Non è tanto questione di presunzione, quanto di consapevolezza ed evoluzione. Perché se prendiamo la discografia di Fabio Rizzo, meglio noto come Marracash, troviamo la descrizione cronologica di varie fasi differenti. Tre anni, tre fasi. All'inizio era solo “Marracash”, noto anche come il Principe della Barona, quello che da un marciapiede di Milano cominciava a salire i gradini dell'industria discografica. Due anni dopo se ne stava seduto in cima al Pirellone a guardare in basso e pensare “Fino a Qui Tutto Bene”. E oggi è “Il King del Rap”. E, almeno fino a che qualcuno con pari influenza e altrettanta abilità si faccia vivo per buttarlo giù a calci, è probabile che rimanga seduto comodamente sul trono per un po'.
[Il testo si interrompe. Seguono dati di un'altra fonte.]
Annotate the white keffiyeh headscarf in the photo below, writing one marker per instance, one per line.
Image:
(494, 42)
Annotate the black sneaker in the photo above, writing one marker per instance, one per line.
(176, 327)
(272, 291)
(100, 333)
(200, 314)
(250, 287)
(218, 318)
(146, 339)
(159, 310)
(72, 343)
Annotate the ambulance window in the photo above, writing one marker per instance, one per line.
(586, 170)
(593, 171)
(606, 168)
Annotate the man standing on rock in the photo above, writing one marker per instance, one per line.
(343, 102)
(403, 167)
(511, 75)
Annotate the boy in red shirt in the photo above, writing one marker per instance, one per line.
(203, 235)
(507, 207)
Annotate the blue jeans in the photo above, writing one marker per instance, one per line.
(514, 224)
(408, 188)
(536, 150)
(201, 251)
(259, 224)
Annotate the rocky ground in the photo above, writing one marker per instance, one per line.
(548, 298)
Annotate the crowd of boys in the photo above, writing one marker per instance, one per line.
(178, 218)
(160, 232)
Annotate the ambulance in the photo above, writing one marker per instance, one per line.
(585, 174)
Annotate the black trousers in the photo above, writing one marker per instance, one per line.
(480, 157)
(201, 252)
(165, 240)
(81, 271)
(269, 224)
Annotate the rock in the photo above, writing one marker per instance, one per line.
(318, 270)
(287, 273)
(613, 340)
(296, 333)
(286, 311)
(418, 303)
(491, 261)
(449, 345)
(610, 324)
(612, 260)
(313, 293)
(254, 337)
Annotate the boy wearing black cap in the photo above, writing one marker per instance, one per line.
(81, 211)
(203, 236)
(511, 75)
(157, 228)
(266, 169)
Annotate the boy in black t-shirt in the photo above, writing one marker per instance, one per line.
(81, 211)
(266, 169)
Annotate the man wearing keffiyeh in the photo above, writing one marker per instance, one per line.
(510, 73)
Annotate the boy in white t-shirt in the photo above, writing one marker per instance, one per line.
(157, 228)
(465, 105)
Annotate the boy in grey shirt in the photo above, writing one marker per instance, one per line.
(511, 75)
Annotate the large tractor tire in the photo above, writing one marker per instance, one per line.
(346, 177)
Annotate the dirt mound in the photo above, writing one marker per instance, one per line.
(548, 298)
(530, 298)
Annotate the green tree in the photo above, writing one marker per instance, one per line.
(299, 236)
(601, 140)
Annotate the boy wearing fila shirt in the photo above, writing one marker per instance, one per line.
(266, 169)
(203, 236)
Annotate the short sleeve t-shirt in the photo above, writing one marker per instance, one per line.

“King del Rap” è un gran disco, non c'è nulla da dire. Marra è al cento per cento nel business, meno concentrato sullo storytelling rispetto al primo album e meno preoccupato dal problema dell'atterraggio come invece lo era in “Fino a Qui Tutto Bene”. In “King del Rap”, pensa solo a fare rap e lo fa alla grande. La sua ironia intelligente è al top, i giochi di parole sono geniali, l'attitudine da ragazzo di quartiere è sempre presente e ben sfruttata per raccontare l'Italia del 2011.
Si passa dalla cazzonaggine di “S.E.N.I.C.A.R.” con Gué Pequeno al ritratto lucido dell'oggi di “In Faccia” e “Quando Sarò Morto” con Fabri Fibra e Jake La Furia fino all'autocelebrazione di “Marrageddon” con Salmo. Anche i suoni sono estremamente vari: in “King del Rap” c'è hip hop, dubstep, cassa dritta, synth e chitarre. Tutto tenuto insieme dal flow di Marra, che riesce a non sembrare fuori luogo in nessuna situazione. E mo' provaci tu a tirarlo giù dal trono.